Siddhartha Mukherjee - The Emperor of All Maladies: A Biography of Cancer
Page 35
For Papanicolaou, too, this brooding, contemplative period was like a personal camera lucida that magnified and reflected old experimental themes onto new ones. A decades-old thought returned to haunt him: if normal cells of the cervix changed morphologically in graded, stepwise fashion over time, might cancer cells also change morphologically in time, in a slow, stepwise dance from normal to malignant? Like Auerbach (whose work was yet to be published), could he identify intermediate stages of cancer--lesions slouching their way toward full transformation?

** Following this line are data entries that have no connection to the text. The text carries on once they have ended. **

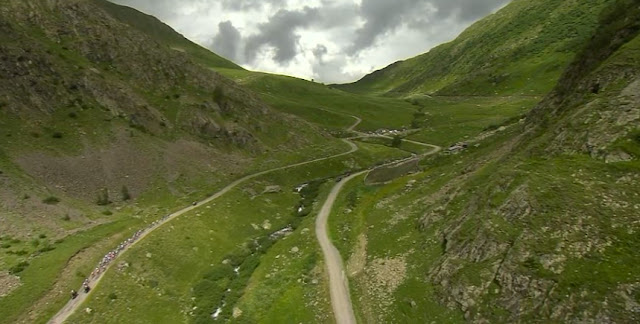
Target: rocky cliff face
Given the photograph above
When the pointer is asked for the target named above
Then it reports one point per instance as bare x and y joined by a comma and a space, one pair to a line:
550, 235
88, 103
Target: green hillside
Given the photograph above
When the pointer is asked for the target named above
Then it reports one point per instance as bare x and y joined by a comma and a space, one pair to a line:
110, 120
536, 224
520, 50
164, 34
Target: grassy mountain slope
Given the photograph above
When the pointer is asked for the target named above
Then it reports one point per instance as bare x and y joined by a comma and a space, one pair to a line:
522, 49
537, 223
103, 128
164, 34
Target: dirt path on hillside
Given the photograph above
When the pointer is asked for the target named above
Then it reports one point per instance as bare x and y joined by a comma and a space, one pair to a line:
338, 281
74, 304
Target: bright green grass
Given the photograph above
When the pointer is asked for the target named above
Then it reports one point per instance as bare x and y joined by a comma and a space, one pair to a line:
183, 250
453, 119
43, 270
307, 99
288, 286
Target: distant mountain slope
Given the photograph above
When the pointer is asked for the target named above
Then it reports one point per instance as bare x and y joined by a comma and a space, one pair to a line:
521, 49
164, 34
89, 105
537, 224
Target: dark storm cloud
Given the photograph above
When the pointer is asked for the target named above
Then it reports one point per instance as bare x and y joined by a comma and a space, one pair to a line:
320, 51
343, 39
383, 17
280, 33
227, 41
241, 5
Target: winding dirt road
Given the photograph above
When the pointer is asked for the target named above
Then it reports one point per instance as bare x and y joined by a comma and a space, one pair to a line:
340, 297
338, 281
74, 304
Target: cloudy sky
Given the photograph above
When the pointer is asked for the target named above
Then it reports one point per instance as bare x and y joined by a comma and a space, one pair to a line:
332, 41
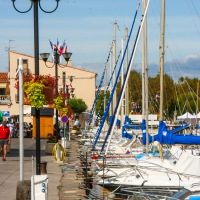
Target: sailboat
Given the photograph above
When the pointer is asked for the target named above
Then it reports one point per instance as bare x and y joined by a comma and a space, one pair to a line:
170, 172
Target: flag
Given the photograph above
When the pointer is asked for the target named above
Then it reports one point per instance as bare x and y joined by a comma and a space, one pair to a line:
64, 47
60, 50
51, 44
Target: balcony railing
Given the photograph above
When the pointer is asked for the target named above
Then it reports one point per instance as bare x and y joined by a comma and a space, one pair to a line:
5, 99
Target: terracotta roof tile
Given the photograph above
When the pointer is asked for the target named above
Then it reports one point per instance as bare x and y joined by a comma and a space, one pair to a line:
4, 77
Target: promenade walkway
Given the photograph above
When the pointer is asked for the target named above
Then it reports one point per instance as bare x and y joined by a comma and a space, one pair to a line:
61, 185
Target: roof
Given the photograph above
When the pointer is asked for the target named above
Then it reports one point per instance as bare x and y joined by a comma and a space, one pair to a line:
4, 77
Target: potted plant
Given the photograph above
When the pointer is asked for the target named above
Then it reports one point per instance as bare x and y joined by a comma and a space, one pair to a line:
51, 141
78, 106
38, 90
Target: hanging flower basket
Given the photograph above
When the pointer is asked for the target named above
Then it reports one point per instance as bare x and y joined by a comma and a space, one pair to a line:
49, 94
39, 90
26, 101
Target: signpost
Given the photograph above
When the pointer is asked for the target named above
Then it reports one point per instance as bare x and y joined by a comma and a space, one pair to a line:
64, 120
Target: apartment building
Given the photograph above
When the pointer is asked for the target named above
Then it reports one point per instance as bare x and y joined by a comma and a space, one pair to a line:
84, 83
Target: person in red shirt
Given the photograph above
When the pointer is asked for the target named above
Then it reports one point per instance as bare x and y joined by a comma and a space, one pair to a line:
4, 139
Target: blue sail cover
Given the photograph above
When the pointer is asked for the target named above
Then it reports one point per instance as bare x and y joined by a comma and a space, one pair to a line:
125, 134
165, 136
151, 138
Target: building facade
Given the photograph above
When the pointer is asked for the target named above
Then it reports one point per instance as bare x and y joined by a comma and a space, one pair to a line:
84, 82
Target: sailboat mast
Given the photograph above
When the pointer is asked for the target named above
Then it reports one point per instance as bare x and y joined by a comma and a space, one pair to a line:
114, 63
162, 56
145, 75
127, 103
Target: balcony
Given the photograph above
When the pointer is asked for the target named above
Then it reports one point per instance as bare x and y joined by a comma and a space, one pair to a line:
5, 99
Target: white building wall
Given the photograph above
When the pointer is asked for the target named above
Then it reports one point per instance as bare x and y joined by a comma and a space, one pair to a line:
84, 81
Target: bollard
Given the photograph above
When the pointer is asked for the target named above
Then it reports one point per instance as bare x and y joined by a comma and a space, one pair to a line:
43, 167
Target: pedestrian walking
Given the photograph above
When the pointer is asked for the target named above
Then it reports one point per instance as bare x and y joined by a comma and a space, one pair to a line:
4, 139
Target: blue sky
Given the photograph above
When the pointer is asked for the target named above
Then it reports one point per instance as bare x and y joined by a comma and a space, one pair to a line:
87, 28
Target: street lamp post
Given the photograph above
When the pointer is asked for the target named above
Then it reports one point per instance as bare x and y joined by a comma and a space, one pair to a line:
56, 55
34, 4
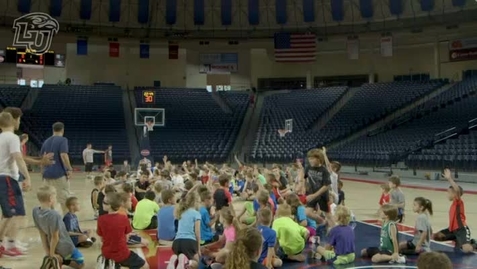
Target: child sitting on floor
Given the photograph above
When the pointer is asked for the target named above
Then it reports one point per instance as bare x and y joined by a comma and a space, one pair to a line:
145, 216
113, 229
166, 230
80, 238
340, 248
267, 257
291, 236
52, 230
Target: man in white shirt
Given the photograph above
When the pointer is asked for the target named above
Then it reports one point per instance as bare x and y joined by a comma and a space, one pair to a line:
11, 199
88, 158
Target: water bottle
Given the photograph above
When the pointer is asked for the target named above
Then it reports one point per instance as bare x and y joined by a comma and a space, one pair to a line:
353, 222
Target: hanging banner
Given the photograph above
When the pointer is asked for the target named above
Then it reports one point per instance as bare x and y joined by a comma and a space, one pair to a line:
463, 49
218, 63
173, 50
144, 51
352, 46
114, 49
387, 46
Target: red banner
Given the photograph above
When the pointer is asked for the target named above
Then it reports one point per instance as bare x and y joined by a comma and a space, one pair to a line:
463, 54
113, 49
173, 50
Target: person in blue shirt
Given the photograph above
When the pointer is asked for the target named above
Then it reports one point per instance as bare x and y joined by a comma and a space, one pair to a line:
58, 173
207, 219
166, 230
267, 257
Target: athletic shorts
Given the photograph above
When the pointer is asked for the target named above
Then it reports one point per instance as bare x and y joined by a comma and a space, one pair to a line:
461, 236
88, 167
11, 198
374, 250
188, 247
76, 257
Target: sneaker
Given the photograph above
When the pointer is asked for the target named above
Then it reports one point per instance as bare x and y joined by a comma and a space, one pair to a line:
401, 260
182, 262
13, 252
172, 262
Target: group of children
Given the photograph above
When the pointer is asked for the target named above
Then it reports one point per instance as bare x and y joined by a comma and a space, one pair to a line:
283, 211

At a Christmas party in the winter of 1950, challenged by a tipsy young gynecologist in his lab to pinpoint the precise use of the smear, Papanicolaou verbalized a strand of thought that he had been spinning internally for nearly a decade. The thought almost convulsed out of him. The real use of the Pap smear was not to find cancer, but rather to detect its antecedent, its precursor--the portent of cancer.
"It was a revelation," one of his students recalled. "A Pap smear would give a woman a chance to receive preventive care [and] greatly decrease the likelihood of her ever developing cancer." Cervical cancer typically arises in an outer layer of the cervix, then grows in a flaky, superficial whirl before burrowing inward into the surrounding tissues. By sampling asymptomatic women, Papanicolaou speculated that his test, albeit imperfect, might capture the disease at its first stages. He would, in essence, push the diagnostic clock backward--from incurable, invasive cancers to curable, preinvasive malignancies.

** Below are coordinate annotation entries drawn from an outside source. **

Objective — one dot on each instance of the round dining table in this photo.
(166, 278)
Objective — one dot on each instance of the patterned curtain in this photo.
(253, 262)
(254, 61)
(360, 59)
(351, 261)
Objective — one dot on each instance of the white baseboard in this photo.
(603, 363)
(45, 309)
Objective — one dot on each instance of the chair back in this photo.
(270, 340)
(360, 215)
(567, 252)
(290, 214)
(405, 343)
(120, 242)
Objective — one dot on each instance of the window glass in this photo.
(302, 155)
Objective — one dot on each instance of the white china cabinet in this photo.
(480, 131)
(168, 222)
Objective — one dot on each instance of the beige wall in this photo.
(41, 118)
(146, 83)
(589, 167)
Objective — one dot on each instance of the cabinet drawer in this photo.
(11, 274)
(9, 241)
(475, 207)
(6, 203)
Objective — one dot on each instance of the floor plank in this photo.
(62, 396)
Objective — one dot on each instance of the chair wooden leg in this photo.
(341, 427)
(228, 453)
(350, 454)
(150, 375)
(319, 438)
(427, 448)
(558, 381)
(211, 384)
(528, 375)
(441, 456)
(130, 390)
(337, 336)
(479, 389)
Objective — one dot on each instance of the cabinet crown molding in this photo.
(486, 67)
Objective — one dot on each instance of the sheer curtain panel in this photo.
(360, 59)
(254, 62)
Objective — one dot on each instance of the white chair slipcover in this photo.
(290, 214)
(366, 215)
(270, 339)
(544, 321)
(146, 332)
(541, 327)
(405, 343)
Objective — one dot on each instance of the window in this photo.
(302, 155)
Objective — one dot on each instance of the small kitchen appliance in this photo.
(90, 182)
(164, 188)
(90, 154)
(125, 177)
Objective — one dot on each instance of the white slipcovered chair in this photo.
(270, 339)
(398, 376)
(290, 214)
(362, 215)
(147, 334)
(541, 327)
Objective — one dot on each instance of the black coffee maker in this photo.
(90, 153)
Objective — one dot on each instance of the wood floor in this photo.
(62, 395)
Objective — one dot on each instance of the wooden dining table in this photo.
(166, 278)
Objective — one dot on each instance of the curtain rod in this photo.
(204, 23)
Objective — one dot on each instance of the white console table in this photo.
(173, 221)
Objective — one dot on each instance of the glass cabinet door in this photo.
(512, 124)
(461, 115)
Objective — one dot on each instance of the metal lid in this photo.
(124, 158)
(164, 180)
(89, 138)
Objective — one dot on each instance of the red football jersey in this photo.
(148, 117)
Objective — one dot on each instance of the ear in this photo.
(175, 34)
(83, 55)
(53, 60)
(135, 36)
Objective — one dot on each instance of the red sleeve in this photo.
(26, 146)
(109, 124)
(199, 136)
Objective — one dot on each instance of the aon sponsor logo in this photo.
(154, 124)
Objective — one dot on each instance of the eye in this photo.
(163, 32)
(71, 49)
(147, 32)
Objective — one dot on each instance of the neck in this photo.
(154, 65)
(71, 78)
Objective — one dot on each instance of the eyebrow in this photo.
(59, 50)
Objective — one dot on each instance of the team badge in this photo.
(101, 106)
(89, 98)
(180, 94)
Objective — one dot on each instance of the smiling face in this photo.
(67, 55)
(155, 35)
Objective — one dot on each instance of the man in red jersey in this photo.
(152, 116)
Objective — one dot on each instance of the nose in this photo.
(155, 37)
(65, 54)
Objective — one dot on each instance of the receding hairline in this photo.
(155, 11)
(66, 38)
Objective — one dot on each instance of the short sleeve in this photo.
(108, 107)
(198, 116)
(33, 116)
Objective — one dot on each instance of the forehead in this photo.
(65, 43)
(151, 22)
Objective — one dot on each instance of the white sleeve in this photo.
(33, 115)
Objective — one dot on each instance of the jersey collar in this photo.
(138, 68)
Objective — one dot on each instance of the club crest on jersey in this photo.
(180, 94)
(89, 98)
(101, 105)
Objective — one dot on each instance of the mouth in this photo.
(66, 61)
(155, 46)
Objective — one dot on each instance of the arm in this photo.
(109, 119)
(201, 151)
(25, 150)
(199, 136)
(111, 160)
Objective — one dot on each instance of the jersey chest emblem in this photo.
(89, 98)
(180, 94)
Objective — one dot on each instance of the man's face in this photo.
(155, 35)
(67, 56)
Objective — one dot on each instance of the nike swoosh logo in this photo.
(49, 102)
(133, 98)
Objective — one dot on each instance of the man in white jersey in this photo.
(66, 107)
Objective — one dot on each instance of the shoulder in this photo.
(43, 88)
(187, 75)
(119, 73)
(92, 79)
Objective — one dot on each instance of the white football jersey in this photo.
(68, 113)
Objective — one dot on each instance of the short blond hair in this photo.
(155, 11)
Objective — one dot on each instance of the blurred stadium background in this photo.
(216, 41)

In 1952, Papanicolaou convinced the National Cancer Institute to launch the largest clinical trial of secondary prevention in the history of cancer using his smearing technique. Nearly every adult female resident of Shelby County, Tennessee--150,000 women spread across eight hundred square miles--was tested with a Pap smear and followed over time. Smears poured in from hundreds of sites: from one-room doctor's offices dotted among the horse farms of Germantown to large urban community clinics scattered throughout the city of Memphis. Temporary "Pap clinics" were set up in factories and office buildings. Once collected, the samples were funneled into a gigantic microscope facility at the University of Tennessee, where framed photographs of exemplary normal and abnormal smears had been hung on the walls. Technicians read slides day and night, looking up from the microscopes at the pictures. At the peak, nearly a thousand smears were read every day.

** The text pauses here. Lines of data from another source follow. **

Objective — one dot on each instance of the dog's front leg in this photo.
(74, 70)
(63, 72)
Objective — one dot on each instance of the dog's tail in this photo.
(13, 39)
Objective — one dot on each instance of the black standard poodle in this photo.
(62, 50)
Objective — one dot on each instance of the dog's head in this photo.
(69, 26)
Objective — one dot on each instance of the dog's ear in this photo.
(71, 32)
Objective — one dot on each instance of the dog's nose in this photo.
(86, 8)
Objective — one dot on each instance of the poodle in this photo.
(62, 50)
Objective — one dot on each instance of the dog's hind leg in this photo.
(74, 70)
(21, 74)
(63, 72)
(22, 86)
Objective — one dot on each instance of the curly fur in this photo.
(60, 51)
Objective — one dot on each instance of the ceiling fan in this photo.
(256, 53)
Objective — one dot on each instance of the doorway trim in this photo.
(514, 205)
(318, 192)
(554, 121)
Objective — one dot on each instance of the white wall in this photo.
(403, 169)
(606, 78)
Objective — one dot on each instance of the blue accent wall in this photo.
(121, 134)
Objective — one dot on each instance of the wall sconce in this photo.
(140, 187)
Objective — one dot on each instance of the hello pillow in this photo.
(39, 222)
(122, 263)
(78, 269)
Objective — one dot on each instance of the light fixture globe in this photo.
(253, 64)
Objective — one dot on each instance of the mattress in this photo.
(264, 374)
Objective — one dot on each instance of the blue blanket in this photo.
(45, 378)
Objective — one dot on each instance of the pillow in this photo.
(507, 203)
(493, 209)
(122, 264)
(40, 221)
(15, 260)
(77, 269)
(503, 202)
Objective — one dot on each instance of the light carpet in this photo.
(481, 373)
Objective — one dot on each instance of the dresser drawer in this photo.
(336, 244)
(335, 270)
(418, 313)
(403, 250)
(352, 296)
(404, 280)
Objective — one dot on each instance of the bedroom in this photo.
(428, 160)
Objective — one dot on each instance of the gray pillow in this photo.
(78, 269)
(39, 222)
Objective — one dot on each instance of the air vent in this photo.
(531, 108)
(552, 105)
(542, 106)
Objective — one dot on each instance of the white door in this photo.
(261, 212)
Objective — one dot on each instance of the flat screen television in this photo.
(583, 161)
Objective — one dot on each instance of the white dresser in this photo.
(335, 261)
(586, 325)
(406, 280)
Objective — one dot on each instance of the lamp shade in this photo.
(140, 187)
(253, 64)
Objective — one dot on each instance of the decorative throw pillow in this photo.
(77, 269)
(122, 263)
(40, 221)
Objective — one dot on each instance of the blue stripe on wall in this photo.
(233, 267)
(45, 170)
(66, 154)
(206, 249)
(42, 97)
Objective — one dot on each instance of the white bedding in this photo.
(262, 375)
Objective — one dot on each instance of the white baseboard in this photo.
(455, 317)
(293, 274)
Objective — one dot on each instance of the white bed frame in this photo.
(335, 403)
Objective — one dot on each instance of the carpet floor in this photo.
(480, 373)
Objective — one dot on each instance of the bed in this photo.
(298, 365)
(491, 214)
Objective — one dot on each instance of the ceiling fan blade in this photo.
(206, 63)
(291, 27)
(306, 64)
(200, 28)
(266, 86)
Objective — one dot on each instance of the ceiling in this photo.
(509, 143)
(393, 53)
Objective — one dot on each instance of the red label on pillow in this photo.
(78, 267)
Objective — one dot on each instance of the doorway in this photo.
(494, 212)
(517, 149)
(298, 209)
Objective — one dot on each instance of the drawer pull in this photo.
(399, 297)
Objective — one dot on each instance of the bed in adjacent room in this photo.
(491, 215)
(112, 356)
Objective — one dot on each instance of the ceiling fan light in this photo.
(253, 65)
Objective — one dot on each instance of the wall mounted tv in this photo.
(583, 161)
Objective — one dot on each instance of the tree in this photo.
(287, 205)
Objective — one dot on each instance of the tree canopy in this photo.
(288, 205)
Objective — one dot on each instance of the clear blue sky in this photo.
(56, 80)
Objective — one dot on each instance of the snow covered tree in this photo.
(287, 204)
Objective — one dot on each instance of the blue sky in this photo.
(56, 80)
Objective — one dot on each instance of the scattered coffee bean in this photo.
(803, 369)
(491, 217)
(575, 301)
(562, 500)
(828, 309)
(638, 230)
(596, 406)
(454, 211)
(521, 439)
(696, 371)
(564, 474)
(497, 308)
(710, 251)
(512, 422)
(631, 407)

As expected, the Shelby team found its fair share of advanced cancerous lesions in the population. In the initial cohort of about 150,000, invasive cervical cancer was found in 555 women. But the real proof of Papanicolaou's principle lay in another discovery: astonishingly, 557 women were found to have preinvasive cancers or even precancerous changes--early-stage, localized lesions curable by relatively simple surgical procedures. Nearly all these women were asymptomatic; had they never been tested, they would never have been suspected of harboring preinvasive lesions. Notably, the average age of diagnosis of women with such preinvasive lesions was about twenty years lower than the average age of women with invasive lesions--once again corroborating the long march of carcinogenesis. The Pap smear had, in effect, pushed the clock of cancer detection forward by nearly two decades, and changed the spectrum of cervical cancer from predominantly incurable to predominantly curable.
A few miles from Papanicolaou's laboratory in New York, the core logic of the Pap smear was being extended to a very different form of cancer. Epidemiologists think about prevention in two forms. In primary prevention, a disease is prevented by attacking its cause--smoking cessation for lung cancer or a vaccine against hepatitis B for liver cancer. In secondary prevention (also called screening), a disease is prevented by screening for its early, presymptomatic stage. The Pap smear was invented as a means of secondary prevention for cervical cancer. But if a microscope could detect a presymptomatic state in scraped-off cervical tissue, then could another means of "seeing" cancer detect an early lesion in another cancer-afflicted organ?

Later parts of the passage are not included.